Dar MJ, Monel B, Krishnan L, Shun MC, Di Nunzio F, Helland DE, Engelman A - Retrovirology (2009)

Bottom Line: We speculate that residues 271-273 might play a role in mediating the known integrase-reverse transcriptase interaction, as their removal unveiled a reverse transcription defect.The F185K mutation reduced the in vitro activities of 1-279 and 1-276 integrases by about 25%.Mutant proteins 1-279/F185K and 1-276/F185K are therefore highlighted as potential structural biology candidates, whereas further deleted tail variants (1-273/F185K or 1-270/F185K) are less desirable due to marginal or undetectable levels of integrase function.

View Article: PubMed Central - HTML - PubMed

Affiliation: Department of Cancer Immunology and AIDS, Dana-Farber Cancer Institute, 44 Binney Street, Boston, MA, USA. mjd82+@pitt.edu

ABSTRACT

Background: The 18 residue tail abutting the SH3 fold that comprises the heart of the C-terminal domain is the only part of HIV-1 integrase yet to be visualized by structural biology. To ascertain the role of the tail region in integrase function and HIV-1 replication, a set of deletion mutants that successively lacked three amino acids was constructed and analyzed in a variety of biochemical and virus infection assays.
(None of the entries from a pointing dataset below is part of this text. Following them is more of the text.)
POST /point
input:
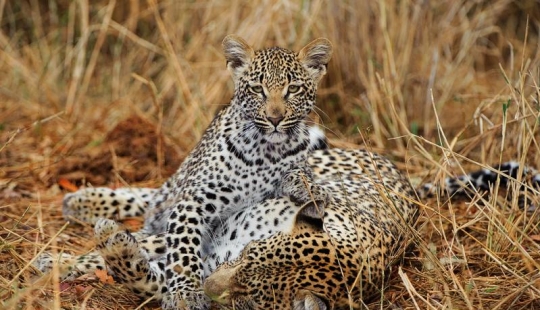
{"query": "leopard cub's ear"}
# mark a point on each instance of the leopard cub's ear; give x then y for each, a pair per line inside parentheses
(312, 215)
(315, 56)
(238, 55)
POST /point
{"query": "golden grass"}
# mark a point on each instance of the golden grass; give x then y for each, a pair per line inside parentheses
(440, 87)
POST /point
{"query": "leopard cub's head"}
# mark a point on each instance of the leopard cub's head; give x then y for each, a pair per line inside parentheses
(275, 88)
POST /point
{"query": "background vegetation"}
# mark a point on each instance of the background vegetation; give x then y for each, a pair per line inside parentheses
(438, 86)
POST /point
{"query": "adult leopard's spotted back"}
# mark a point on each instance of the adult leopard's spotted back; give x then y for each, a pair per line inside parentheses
(332, 261)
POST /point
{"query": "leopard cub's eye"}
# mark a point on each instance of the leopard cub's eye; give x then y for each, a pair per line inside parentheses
(257, 89)
(293, 89)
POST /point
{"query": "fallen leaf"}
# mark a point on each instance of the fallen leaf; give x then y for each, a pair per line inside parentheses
(104, 277)
(67, 185)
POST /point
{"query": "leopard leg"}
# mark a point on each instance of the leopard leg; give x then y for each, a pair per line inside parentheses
(138, 265)
(299, 184)
(91, 203)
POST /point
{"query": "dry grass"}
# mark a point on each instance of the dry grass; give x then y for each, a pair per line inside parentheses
(440, 87)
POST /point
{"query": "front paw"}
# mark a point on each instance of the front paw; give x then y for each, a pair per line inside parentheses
(299, 185)
(187, 300)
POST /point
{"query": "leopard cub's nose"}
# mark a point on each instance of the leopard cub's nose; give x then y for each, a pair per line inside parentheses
(275, 120)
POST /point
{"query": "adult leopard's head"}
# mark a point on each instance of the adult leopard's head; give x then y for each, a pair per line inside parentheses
(301, 269)
(275, 88)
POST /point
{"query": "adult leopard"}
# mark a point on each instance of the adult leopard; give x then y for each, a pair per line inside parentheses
(250, 147)
(301, 256)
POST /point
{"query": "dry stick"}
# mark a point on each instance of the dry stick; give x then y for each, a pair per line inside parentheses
(135, 38)
(171, 55)
(95, 53)
(81, 56)
(38, 253)
(411, 290)
(156, 100)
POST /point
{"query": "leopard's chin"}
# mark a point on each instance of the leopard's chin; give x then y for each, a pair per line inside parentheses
(277, 137)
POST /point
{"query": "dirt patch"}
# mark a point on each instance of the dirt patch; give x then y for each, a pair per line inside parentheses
(132, 152)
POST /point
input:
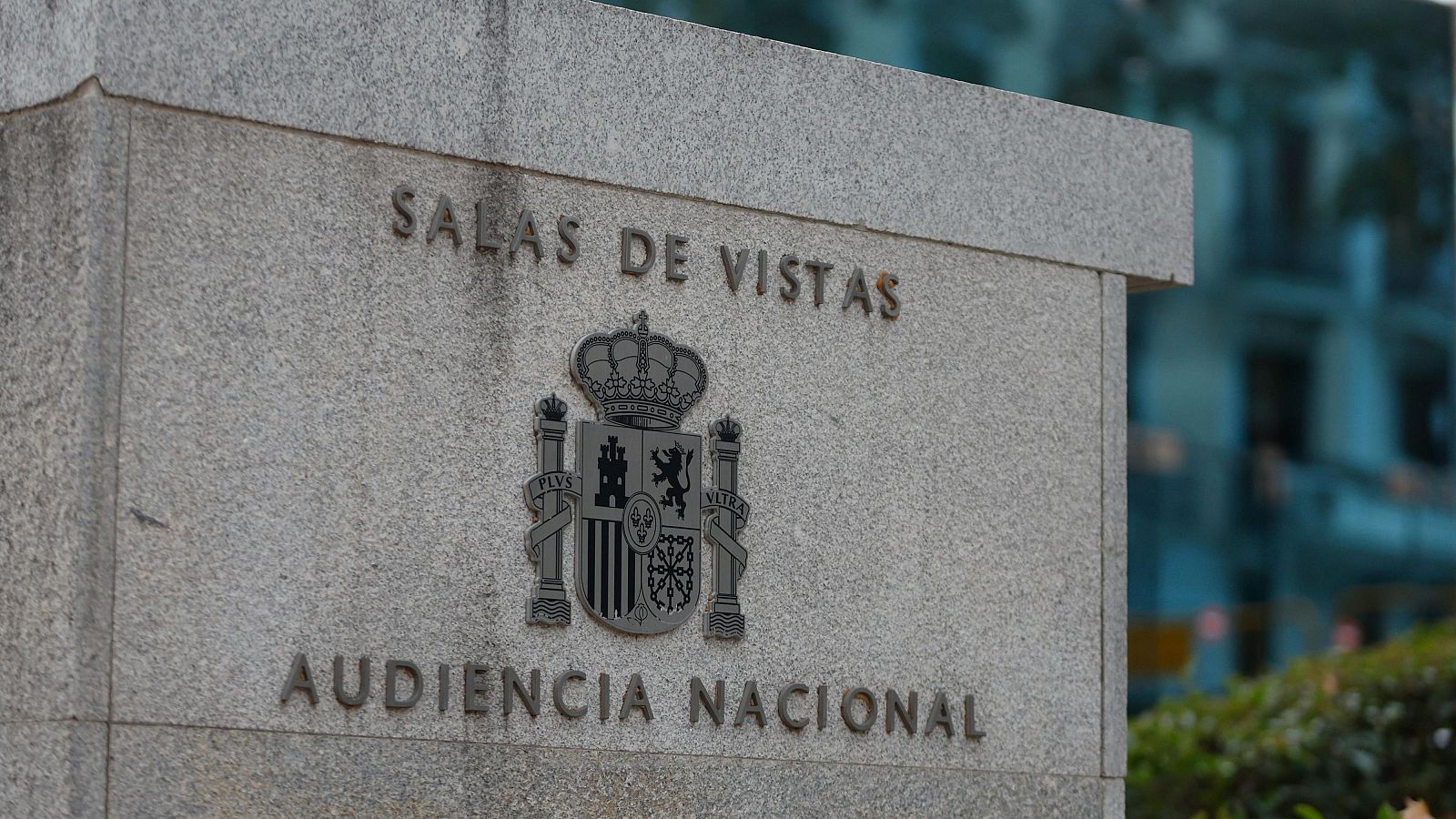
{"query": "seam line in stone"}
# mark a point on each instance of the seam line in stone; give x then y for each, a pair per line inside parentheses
(116, 474)
(1149, 281)
(1101, 637)
(570, 749)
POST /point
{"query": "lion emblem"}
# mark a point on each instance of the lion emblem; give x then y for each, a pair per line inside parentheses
(673, 471)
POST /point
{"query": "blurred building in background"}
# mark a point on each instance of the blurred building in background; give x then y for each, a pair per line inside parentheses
(1290, 460)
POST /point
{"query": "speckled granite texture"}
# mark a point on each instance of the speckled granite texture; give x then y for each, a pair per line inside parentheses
(597, 92)
(244, 417)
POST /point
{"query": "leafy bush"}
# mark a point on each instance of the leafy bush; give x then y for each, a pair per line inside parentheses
(1341, 734)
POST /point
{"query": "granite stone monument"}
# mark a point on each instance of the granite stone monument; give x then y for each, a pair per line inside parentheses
(533, 407)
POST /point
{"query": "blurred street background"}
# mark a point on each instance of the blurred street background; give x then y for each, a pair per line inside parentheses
(1292, 496)
(1292, 419)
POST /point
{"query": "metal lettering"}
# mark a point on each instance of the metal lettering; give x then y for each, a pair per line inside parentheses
(635, 697)
(785, 263)
(392, 669)
(939, 716)
(749, 704)
(887, 288)
(698, 698)
(300, 678)
(361, 694)
(871, 709)
(855, 290)
(511, 690)
(733, 266)
(484, 242)
(475, 685)
(895, 710)
(444, 220)
(784, 705)
(819, 270)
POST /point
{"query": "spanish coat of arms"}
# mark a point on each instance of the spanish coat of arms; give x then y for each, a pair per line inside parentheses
(638, 493)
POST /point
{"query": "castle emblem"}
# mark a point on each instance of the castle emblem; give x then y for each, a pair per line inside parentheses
(640, 499)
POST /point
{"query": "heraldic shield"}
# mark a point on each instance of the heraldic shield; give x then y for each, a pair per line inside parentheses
(638, 490)
(638, 531)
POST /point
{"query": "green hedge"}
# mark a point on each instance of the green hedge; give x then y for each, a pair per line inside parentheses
(1343, 733)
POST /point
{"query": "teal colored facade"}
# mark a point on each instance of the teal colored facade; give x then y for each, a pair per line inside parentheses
(1292, 419)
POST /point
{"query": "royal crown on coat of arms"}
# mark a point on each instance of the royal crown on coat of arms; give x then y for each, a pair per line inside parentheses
(641, 508)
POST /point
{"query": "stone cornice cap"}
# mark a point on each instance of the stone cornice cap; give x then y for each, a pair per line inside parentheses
(602, 94)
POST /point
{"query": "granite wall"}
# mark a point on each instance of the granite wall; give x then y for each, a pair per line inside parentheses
(248, 416)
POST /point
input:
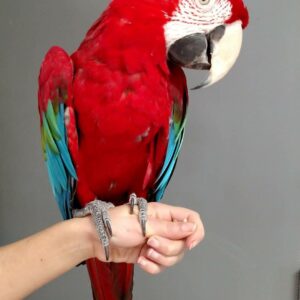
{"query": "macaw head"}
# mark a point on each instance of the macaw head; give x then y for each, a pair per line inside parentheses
(206, 35)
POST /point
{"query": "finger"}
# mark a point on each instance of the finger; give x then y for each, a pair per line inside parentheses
(150, 266)
(161, 260)
(179, 213)
(170, 230)
(165, 246)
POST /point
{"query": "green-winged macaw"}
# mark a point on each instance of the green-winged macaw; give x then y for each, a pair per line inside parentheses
(113, 113)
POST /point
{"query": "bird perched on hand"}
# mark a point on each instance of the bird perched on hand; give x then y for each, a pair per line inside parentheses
(113, 113)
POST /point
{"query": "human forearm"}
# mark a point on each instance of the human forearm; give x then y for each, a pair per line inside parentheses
(32, 262)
HIV-1/2 chimers, which harbored the analogous 23-mer HIV-2 tail in place of the HIV-1 sequence, were also studied. Because integrase mutations can affect steps in the replication cycle other than integration, defective mutant viruses were tested for integrase protein content and reverse transcription in addition to integration. The F185K core domain mutation, which increases integrase protein solubility, was furthermore analyzed in a subset of mutants.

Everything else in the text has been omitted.